Dans un pensionnat de jeunes filles, à l’heure de l’extinction des feux et des secrets d’alcôve, les corps s’embrasent et les âmes s’illuminent. Thérèse et Isabelle ou le récit d'une idolâtrie partagée, quand les corps disent l’absolu de l’amour. Les fièvres de l’attente qui affament les amantes – "J’aimais : je n’avais pas d’abri. Je n’avais que des salles d’attente et des sursis entre les rendez-vous" - s’abolissent dans les pâmoisons de la jouissance d’être réunies. Cette fascination s’enracine dans l’évidence de l’amour, fusion archaïque – "nous l’avons fait de mémoire comme si nous nous étions caressées dans un monde avant notre naissance".
Le corps de l’autre est un paysage à explorer, qui prépare à une communion plus vaste avec la Nature. Dans les bras d’Isabelle, Thérèse vient au monde une seconde fois, celle qui se sent "trompée" par le mariage de sa mère est à nouveau "habitée", "fiancée" : "Je suis à Isabelle, je n’appartiens plus à ma mère".
La fin très abrupte augmente la grande beauté de cette confession. À vrai dire, et je ne sais pas encore pourquoi je m’y essaie, il m’est presque impossible d’écrire le moindre mot au sujet de ce livre, tant il m’a plongée dans l’insondable de l’intime et l’indicible du désir. À moins qu’il ne faille rechercher les raisons de ma quasi-aphasie dans cette ultime phrase : "Nous avons crée la fête de l’oubli et du temps. Nous serrions contre nous les Thérèse et Isabelle qui s’aimeraient plus tard avec d’autres prénoms."
Le récit de cette idolâtrie partagée, paru en 2001, est sa version intégrale, telle que Violette Leduc l’avait écrite à l’origine. Thérèse et Isabelle constituait la première partie d’un roman, Ravages, présenté aux Editions Gallimard en 1954. Jugée « scandaleuse », elle fut censurée par les éditeurs, Raymond Queneau et Jacques Lemarchand. La postface de Carlo Jansiti, très éclairante, revient sur « l’affaire » soulevée cette liberté de ton et d’écriture auxquelles aucune autre femme ne s’était jusqu’alors risquée.

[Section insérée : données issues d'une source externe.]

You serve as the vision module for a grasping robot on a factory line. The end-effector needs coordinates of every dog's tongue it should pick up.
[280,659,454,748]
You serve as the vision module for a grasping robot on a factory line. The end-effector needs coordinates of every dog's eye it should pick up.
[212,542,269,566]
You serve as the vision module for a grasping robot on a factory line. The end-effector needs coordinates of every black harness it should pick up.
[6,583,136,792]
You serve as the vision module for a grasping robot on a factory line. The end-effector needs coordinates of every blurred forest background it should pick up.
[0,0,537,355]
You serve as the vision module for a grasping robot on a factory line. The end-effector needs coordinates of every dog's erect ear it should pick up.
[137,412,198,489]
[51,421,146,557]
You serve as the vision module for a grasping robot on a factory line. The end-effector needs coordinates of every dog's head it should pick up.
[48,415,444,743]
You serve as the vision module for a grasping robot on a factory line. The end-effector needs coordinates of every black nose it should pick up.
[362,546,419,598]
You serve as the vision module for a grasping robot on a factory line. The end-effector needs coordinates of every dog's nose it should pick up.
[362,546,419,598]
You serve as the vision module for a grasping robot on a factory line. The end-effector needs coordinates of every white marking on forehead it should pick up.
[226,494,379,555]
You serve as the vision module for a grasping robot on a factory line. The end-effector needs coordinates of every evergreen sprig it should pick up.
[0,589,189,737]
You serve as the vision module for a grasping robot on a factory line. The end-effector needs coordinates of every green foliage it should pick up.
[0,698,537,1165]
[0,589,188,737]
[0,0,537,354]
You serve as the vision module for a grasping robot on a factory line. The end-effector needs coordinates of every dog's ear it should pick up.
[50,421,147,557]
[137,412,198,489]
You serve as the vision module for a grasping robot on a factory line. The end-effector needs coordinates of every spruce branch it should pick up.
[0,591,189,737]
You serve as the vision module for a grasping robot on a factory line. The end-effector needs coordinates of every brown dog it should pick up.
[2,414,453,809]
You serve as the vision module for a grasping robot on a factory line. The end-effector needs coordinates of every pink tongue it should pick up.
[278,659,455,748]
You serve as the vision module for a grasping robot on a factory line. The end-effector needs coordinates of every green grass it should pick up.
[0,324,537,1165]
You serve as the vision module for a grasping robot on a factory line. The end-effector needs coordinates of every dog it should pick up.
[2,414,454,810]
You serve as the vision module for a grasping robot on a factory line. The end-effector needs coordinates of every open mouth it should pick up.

Curieux comme votre post chère amie me rend aux souvenirs magnifiques laissés par le sublime film d'Ang Lee. Elles deviennent ils, mais le constat est le même voler quelques instants au temps, réinventer le désir et la communion dans un espace qui devient tout votre univers, trouver l'absolu dans le corps de l'autre. J'attends de lire la nouvelle d'Annie Proulx et je lirai également ce beau texte que vous nous offrez à découvrir.